The Islamic republic has ruled Iran, first under revolutionary founder Ayatollah Ruhollah Khomeini and then his successor Khamenei, since ousting the more West-leaning and secular shah in 1979.
It swiftly imposed policies including sharia law and compulsory headscarves for women in public.
Rights groups accuse the regime of committing gross human rights abuses ever since, including extra-judicial killings and abductions abroad and holding foreign nationals hostage at home.
It now carries out more executions than any country other than China, according to Amnesty International.
Norway-based group Iran Human Rights says the country has executed more than 500 people this year alone.
The Islamic republic remains at odds with Western powers over its nuclear programme, and has also spread its influence throughout the Middle East, notably through Shiite allies in Lebanon and Iraq.
Iran has been an active participant in the civil war in Syria, and backs rebels in Yemen.
International condemnation of the crackdown has – for now – buried any expectation of reviving the 2015 deal on the Iranian nuclear programme that the United States walked out of in 2018.
The regime is also active in Russia’s invasion of Ukraine, tightening relations with Moscow and supplying Russian forces with cheap and plentiful drones, which have been used to attack Kyiv and other cities.
Yet it is at home that the Islamic republic is now facing its greatest threat.
“Never before in its 43-year history has the regime appeared more vulnerable,” Iran scholar Karim Sadjadpour, senior fellow at the Carnegie Endowment for International Peace, told the US journal Foreign Affairs.
Machinery of repression
In response to the challenge posed by the protests, the authorities have mobilised what Amnesty International has described as their “well-honed machinery of repression” with a fierce crackdown that has combined the use of live fire with mass arrests.
At least 448 people, including 60 minors aged under 18, have been killed by security forces, according to IHR.
More than half of the deaths have come in areas populated by Kurdish and Baluch ethnic minorities where the protests have been particularly intense, the rights group noted.
At least 14,000 people have been arrested, according to the UN, including several prominent figures such as the rapper Toomaj Salehi who could face the death penalty if convicted.
Iran’s judiciary has already sentenced six people to death over the protests, in what IHR calls “show trials without access to their lawyers and due process”.
It says 26 people, including three minors, are facing charges that could see them hanged.
Sadr warned it would be rash to predict the regime was on the verge of falling.
“Dismantling a regime like the Islamic republic is a very difficult task.
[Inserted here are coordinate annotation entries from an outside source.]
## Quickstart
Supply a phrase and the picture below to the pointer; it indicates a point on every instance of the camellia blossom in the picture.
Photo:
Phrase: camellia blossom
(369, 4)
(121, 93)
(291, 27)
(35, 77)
There are pieces needed that are missing for this to succeed,” she said, pointing to a need for greater organisation among protesters and a stronger international response.
We will win
Unlike when Khomeini challenged the shah from exile in the late 1970s, there is no single leader to the protest movement.
But Aarabi said the protesters were drawing inspiration from several figures, all representing different constituencies. Most are deemed such a menace by the authorities that they have been locked up.
“These protests are not leaderless,” he said, adding the demonstrators believe “they are in the middle of a revolution and there is no going back”.
Such figures include the freedom of expression campaigner Hossein Ronaghi, who was released in November only after a two-month hunger strike, the prominent dissident Majid Tavakoli who remains in prison, and veteran women’s rights activist Fatemeh Sepehri.
“I continue to fight with the intensity of passion and hope and vitality inside Iran,” the rights campaigner Narges Mohammadi, who was in detention even before the protests, said in a message from Tehran’s Evin prison.
“And I am sure that we will win,” she said in the message relayed by her family to the European parliament.